Linz am Rhein wurde zur Country-Hochburg
Ein fröhliches und friedliches Miteinander
Georg Danter und Nezir Gjocai hatten ein Benefiz-Fedstival zugunsten des Kosovos organisiert
Linz. Mit dem Festival „Country Woodstock I“ hatte Georg Danter im Vorjahr Freunde der Country-Musik nach Linz an der Donau gelockt.
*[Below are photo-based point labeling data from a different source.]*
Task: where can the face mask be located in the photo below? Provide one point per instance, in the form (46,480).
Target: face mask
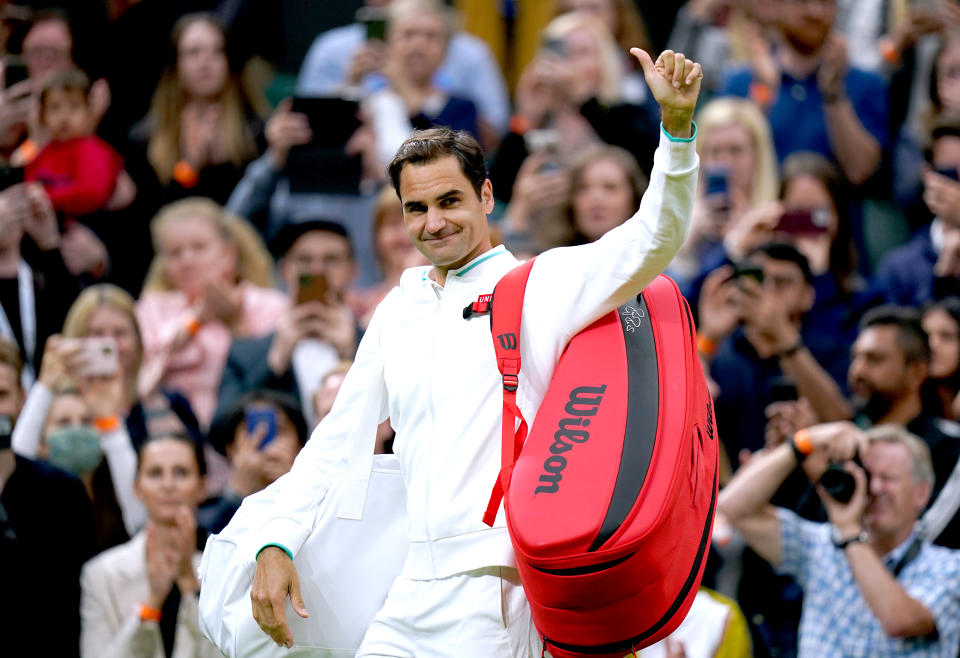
(75,450)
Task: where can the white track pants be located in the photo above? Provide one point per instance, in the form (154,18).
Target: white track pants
(478,614)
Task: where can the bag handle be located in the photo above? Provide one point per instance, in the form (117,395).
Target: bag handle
(505,331)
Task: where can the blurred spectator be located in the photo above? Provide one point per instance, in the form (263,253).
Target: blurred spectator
(35,287)
(815,101)
(312,334)
(890,363)
(928,265)
(210,281)
(140,598)
(553,206)
(260,435)
(347,56)
(46,534)
(395,253)
(570,97)
(872,585)
(418,34)
(200,132)
(941,321)
(738,171)
(625,24)
(753,333)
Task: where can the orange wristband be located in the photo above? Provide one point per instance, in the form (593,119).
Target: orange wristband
(149,614)
(801,441)
(106,424)
(706,346)
(184,174)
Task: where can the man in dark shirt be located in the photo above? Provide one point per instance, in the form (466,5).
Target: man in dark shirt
(46,534)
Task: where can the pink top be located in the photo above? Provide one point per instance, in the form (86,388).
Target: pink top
(196,368)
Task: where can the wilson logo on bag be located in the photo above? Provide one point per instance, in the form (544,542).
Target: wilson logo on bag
(610,499)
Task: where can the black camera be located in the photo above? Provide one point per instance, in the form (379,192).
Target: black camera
(838,483)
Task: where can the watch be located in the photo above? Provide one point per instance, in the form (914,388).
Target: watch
(840,542)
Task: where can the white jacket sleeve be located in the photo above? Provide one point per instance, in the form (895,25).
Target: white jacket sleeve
(323,459)
(28,431)
(570,287)
(122,459)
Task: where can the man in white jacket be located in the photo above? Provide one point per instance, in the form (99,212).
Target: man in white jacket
(432,373)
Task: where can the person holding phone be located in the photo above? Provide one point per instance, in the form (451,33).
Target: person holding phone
(260,436)
(313,334)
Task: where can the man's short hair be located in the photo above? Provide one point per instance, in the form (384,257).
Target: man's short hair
(69,80)
(911,338)
(425,146)
(10,356)
(785,252)
(917,447)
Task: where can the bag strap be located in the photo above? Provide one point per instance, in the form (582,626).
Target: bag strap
(505,311)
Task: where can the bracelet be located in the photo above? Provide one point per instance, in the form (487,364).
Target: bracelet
(106,424)
(706,346)
(149,614)
(801,444)
(185,174)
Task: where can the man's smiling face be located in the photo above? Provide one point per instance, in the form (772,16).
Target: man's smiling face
(442,213)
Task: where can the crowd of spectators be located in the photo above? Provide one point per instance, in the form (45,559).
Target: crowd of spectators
(192,241)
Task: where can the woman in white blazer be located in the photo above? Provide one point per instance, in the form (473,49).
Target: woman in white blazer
(139,599)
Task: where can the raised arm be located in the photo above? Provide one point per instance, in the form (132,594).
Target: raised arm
(571,287)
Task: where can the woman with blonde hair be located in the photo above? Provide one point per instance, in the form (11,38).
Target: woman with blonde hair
(200,131)
(738,171)
(212,280)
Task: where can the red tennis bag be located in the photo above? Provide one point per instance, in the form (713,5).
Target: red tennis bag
(610,501)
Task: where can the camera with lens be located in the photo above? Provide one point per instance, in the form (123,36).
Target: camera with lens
(840,484)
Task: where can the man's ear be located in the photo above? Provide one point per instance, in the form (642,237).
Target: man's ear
(486,196)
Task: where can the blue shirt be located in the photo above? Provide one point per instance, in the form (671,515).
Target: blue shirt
(836,620)
(797,117)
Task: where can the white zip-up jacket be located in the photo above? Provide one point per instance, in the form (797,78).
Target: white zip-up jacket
(434,374)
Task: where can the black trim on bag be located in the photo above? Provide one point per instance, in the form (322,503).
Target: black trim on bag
(643,411)
(590,568)
(627,645)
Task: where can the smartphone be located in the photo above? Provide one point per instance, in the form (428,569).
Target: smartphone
(14,71)
(748,271)
(312,288)
(258,417)
(953,173)
(100,357)
(556,46)
(718,181)
(803,222)
(375,21)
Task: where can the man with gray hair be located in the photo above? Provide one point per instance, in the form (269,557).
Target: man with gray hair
(873,585)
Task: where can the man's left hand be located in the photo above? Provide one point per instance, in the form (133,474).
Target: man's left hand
(675,83)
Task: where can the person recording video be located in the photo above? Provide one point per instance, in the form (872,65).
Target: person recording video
(872,583)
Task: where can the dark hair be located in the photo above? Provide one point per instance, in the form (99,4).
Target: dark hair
(69,80)
(425,146)
(911,338)
(197,447)
(224,428)
(785,252)
(843,254)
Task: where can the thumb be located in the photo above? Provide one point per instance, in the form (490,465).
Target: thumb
(296,599)
(645,62)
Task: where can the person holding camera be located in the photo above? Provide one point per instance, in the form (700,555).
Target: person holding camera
(872,584)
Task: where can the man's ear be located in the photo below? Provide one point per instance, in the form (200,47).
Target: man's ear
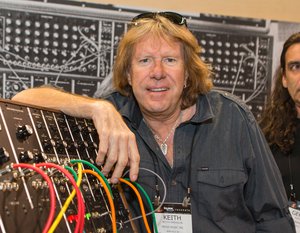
(129,78)
(284,81)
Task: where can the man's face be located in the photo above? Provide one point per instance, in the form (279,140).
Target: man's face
(157,75)
(291,78)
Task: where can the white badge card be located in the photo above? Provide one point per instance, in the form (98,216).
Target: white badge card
(174,218)
(296,217)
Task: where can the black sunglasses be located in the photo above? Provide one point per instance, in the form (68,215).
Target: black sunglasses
(172,16)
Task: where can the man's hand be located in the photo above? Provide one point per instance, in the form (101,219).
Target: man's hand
(117,144)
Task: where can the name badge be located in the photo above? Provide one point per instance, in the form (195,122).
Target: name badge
(174,218)
(296,217)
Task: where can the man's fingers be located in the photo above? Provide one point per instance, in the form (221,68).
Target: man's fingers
(134,159)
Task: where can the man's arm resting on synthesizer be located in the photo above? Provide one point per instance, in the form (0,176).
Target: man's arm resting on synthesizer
(117,142)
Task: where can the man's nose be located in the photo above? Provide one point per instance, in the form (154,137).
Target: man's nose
(158,70)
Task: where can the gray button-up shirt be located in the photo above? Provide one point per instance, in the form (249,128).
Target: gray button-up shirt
(222,155)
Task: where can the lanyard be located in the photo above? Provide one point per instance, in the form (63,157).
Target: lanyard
(187,199)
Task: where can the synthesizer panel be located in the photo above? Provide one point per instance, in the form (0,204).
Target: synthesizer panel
(73,45)
(30,135)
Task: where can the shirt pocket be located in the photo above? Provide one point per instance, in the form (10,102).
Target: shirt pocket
(220,192)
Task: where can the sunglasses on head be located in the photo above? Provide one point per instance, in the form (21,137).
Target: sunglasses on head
(172,16)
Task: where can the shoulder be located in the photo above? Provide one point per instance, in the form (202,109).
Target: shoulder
(117,99)
(227,102)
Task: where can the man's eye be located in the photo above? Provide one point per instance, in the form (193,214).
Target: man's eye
(293,66)
(170,60)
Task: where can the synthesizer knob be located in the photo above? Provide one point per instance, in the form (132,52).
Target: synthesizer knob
(40,157)
(24,131)
(48,144)
(4,155)
(26,156)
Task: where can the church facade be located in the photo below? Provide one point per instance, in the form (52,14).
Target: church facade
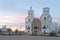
(45,20)
(29,20)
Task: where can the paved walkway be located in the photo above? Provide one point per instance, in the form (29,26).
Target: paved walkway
(28,38)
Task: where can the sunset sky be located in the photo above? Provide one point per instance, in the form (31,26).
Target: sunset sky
(14,12)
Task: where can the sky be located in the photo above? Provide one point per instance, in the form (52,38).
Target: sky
(14,12)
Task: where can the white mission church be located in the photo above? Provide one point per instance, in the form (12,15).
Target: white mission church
(45,18)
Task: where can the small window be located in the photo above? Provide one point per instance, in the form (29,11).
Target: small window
(28,19)
(28,27)
(44,27)
(44,18)
(35,27)
(47,25)
(28,31)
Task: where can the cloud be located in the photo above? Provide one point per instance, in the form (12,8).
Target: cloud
(57,16)
(20,16)
(16,18)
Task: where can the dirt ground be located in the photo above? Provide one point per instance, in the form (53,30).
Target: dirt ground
(28,38)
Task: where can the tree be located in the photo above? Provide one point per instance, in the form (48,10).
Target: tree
(0,30)
(16,31)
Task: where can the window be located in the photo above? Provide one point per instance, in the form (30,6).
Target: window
(47,25)
(44,18)
(35,27)
(28,27)
(28,19)
(28,31)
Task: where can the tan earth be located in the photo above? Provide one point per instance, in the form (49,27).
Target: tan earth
(28,38)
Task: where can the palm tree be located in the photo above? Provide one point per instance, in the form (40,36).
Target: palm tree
(0,30)
(9,31)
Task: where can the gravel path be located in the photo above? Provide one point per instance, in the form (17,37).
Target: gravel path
(28,38)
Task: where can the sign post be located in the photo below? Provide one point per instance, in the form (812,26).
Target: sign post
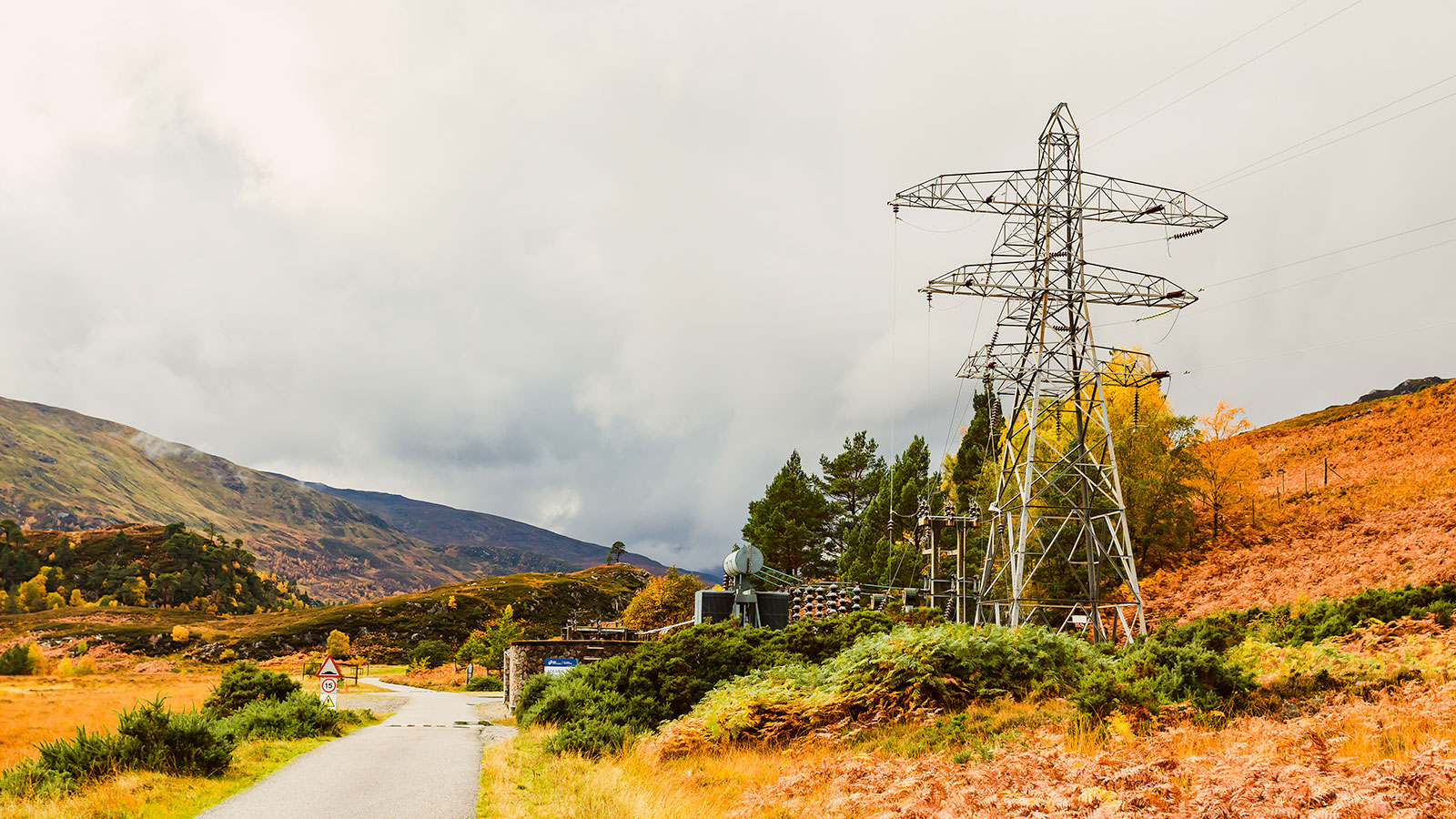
(329,682)
(560,665)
Mit dem aus dem Kosovo stammenden Sänger Nezir Gjocai, der in Linz am Rhein ein Bauunternehmen gegründet hat, hatte der „Linzer mit dem Sprachfehler“, wie sich der Österreicher selbst, seine Dialektfärbung entschuldigend, vorzustellen pflegt, am Wochenende eine zweitägige Zweitauflage, dieses Mal aber in Linz am Rhein organisiert.
„Woodstock richtete sich als Festival der Liebe und des Friedens gegen den Vietnam-Krieg“, so Petra Borchers, die die Moderation übernommen hatte. Und schon hatte sie die Sängerin Eva East, deren Auftritt erst für Sonntag geplant war, überredet, mit dem Kris-Kristoffersen-Hit „Me and Bobby McGee“ an Janis Joplin zu erinnern. Im Zeichen der Liebe stand auch „Country Woodstock II“. Die Zustände in seiner Heimat bestens kennend, hat sich Nezir Gjocai das Ziel gesetzt, das „Armenhaus Europas“ zu unterstützen. „Zusammen mit Georg Danter bietet er Ihnen an beiden Tagen kostenlos Darbietungen absoluter Spitzen-Country-Stars aus insgesamt 22 Ländern“, kündigte Borchers an.
So standen am Samstag etwa Michael Gerwien, Countrysänger und Krimiautor aus München auf dem Programm, mit Gitarrist Roland Berger, „Great Appeal“ mit ihrer neuen CD „Oneway-Ticket zur Unendlichkeit“, der Goldene Country-Star 2014 Danny June Smith, die Sieger Goldener Countrystar 2013, Ben und Carmen Steneker aus den Niederlanden und der in Nürnberg lebende Texaner Rick Allen, der diesen Titel 2013 in Deutschland gewonnen hatte, vor den als Country-Senkrechtstarter Europas ausgezeichneten TCU und NRW, die vor dem großen Samstag-Finale den Marktplatz in Stimmung versetzten.
Volles Programm am Samstag
Den beherrschte zunächst allerdings Dean Wolf, der Cowboy aus Gelsenkirchen, den Borchers als Eisbrecher auf die große Bühne vor dem Rathaus schickte. Der heizte den Country-Fans auch gleich mächtig ein. Jeans, ob pur, mit Stars and Stripes oder mit silbrig-glänzenden Nieten besetzt, beherrschten zusammen mit befransten Lederjacken, hohen Cowboy-Stiefeln und tief ins Gesicht gezogenen Stetson-Hüten die Szene auf dem Marktplatz, auf dem Line-Lancer wie die Seven Hills Outlaws oder die Country Bells Zuhörer animierten, mit ihnen zu tanzen. Unterdessen hatte Nezir Gjocai seine Töchter Janina und Luisa mit seiner Spendensammel-Box „zur Musik, die zu Herzen geht,“ zu den Zuhörern auf den Marktplatz geschickt.
Farbtupfer im Kalender
„Unser schönes Linz trägt den Beinamen Bunte Stadt am Rhein nicht nur wegen der farbenprächtigen Fachwerkhäuser, Grund ist auch die Vielfalt der Veranstaltungen, die an diesem Wochenende noch durch einen weiteren Farbtupfer auf der Veranstaltungspalette ergänzt wird“, erklärte der Schirmherr, Stadtbürgermeister Hans Georg Faust bei der offiziellen Eröffnung. Sein Dank galt den Organisatoren des Festivals, die nach der Partnerstadt Linz an der Donau im Vorjahr nun auch Linz am Rhein zwei Tage lang zur Country-Stadt werden ließen. „Country ist in Synonym für Freiheit und Abenteuer, für den musikalischen Ausdruck von Sehnsucht und Bodenständigkeit, während wir mit Woodstock das Gefühl einer ganzen Generation verbinden, die frei von allen Zwängen und ohne Ansehen von Hautfarbe, Religion, Alter und Herkunft das Leben kreativ ausgestalten wollte“, so der Schirmherr. Musik sei das ideale Transportmittel für solche Empfindungen, und Linz am Rhein sei stets ein idealer Standort für fröhliches und friedliches Miteinander, bei dem andere Menschen, denen es nicht so gut gehe, nicht vergessen würden.
Zusammen mit Georg Danter und Petra Borchers stellte Nezir Gjocai das „Country Woodstock-Festival II“ vor.